After the ‘toxic working culture report’, Amnesty International has changed most of its top leaders. Yet employees at many other NGOs also face the same problems.
After the publication of an independent review of staff well-being at the London-based human rights organization earlier this year, which said Amnesty is permeated by “toxic” working culture, the Group has announced that five out of its seven-strong senior management team will resign by October.
The report said employees suffered “exceptional stress,” “bullying and public humiliation as a management tool,” mistrust, underappreciation and a “us versus them” dynamic pitting management against staff members.
The review was ordered after a well-known researcher, Gaetan Mootoo, and paid intern Rosalind McGregor committed suicide within months of each other last year. In his suicide note, Mootoo complained of work pressure and a lack of management support, while McGregor reportedly suffered from insomnia and anxiety.
Amnesty employees have also complained of abuses of power and discrimination. Almost 40% of the 475 interviewed employees said working for the organization had caused them psychological or physical problems. The report found that most “efforts to support staff well-being have been ad hoc, reactive and piecemeal.”

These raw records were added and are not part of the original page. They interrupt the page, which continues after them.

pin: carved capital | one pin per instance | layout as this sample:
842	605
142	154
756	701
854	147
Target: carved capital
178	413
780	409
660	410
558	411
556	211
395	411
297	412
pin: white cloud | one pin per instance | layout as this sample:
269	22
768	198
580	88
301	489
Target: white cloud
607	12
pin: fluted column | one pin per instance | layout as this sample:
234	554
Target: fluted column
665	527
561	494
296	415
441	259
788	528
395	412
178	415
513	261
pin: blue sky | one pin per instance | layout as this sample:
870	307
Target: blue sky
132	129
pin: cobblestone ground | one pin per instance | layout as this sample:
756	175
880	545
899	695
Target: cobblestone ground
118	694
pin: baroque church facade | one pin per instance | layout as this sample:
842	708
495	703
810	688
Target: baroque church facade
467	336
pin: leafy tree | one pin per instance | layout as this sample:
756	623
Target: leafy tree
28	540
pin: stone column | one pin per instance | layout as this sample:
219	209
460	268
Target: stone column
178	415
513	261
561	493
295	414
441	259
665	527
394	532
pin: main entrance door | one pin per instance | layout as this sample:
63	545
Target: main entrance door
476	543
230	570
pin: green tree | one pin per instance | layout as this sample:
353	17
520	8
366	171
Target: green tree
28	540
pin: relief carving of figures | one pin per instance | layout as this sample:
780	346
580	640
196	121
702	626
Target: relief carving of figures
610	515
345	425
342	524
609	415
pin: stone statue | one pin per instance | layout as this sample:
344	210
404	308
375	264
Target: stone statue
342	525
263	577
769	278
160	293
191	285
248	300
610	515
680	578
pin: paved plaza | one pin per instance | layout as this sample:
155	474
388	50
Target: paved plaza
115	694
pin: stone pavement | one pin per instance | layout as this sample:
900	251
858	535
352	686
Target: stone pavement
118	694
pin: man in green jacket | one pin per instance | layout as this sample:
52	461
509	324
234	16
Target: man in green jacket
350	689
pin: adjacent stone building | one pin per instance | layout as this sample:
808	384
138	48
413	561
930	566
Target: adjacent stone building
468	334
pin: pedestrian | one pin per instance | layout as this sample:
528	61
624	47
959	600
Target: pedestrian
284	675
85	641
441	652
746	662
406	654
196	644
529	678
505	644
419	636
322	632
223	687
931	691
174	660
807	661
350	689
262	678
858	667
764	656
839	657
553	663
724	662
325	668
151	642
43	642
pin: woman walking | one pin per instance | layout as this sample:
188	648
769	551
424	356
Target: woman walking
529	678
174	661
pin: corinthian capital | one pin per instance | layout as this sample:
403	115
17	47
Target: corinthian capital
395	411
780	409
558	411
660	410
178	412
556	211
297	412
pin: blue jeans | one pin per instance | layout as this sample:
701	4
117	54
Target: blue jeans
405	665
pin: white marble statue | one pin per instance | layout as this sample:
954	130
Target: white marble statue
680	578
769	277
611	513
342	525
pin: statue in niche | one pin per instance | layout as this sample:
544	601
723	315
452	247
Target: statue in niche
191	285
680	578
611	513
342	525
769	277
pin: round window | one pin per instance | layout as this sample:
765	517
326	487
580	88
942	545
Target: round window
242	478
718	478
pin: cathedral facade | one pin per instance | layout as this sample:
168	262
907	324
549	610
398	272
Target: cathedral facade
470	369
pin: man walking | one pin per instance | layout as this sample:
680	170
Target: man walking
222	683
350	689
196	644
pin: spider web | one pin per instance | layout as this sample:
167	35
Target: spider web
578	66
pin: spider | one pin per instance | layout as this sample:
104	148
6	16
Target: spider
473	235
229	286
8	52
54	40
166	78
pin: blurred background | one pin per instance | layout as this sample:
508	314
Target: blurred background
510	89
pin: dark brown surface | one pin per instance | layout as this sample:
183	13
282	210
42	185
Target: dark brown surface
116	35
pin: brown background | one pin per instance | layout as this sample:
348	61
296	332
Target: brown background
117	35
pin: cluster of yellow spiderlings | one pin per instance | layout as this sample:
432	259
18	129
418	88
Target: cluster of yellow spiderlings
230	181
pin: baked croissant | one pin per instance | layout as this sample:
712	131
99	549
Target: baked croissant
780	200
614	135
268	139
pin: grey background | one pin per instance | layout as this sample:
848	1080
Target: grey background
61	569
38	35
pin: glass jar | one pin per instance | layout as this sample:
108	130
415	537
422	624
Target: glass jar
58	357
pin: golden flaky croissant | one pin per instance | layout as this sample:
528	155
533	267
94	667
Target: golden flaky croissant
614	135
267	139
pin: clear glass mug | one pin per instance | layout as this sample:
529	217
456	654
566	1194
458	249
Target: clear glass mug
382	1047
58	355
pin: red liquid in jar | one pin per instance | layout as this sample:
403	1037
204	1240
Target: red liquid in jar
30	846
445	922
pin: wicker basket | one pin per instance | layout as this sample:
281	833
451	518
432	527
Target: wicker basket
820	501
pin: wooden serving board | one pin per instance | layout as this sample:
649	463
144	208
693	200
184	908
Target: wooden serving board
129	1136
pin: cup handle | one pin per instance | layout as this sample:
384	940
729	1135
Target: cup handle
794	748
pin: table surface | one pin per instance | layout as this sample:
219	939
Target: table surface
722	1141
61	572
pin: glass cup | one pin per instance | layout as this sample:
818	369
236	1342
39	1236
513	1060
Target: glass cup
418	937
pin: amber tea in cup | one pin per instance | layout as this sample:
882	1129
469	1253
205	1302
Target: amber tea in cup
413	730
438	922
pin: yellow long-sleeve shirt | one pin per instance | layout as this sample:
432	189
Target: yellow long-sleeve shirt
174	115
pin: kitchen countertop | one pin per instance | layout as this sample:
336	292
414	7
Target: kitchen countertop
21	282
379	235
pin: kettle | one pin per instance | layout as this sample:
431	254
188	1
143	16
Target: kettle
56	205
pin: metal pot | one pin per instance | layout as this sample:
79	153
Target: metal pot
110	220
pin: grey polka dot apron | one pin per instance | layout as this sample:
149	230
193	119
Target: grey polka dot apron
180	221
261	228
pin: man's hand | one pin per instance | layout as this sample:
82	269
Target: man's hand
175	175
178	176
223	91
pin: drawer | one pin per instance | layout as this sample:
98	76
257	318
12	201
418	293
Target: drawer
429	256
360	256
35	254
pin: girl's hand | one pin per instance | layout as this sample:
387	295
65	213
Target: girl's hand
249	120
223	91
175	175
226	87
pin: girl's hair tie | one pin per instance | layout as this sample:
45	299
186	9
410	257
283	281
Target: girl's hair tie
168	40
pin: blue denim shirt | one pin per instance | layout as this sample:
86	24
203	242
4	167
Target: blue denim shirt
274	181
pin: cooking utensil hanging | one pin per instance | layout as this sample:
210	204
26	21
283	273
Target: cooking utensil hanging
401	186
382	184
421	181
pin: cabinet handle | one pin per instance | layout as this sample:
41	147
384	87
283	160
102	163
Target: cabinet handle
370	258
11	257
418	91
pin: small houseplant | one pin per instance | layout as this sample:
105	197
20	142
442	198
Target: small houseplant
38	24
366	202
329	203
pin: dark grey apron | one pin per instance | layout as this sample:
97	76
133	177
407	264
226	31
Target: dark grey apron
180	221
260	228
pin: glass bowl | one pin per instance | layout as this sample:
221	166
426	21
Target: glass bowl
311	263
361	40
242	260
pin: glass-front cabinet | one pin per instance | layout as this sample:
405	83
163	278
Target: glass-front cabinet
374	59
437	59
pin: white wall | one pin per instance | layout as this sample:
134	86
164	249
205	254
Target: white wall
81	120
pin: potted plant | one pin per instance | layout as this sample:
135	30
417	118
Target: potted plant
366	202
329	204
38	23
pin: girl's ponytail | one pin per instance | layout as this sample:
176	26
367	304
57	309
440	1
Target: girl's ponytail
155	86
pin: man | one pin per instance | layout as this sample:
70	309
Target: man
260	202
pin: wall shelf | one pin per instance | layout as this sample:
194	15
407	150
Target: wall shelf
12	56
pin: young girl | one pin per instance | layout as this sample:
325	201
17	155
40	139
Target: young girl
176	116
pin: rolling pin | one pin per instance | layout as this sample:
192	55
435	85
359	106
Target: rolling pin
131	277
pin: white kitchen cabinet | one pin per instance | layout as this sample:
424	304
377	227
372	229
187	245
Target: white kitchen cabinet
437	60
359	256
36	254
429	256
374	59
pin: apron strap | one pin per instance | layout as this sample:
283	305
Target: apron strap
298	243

In January, British charity Oxfam published an independent interim report on the state of its working environment. It found that Oxfam staff had complained of racism, elitism, bullying and strict top-down hierarchies.
And last October, an independent report revealed that the work environment at British aid group Save the Children was anything but exemplary. Almost a third of interviewees said they had been harassed or discriminated against while working for the NGO over the past three years.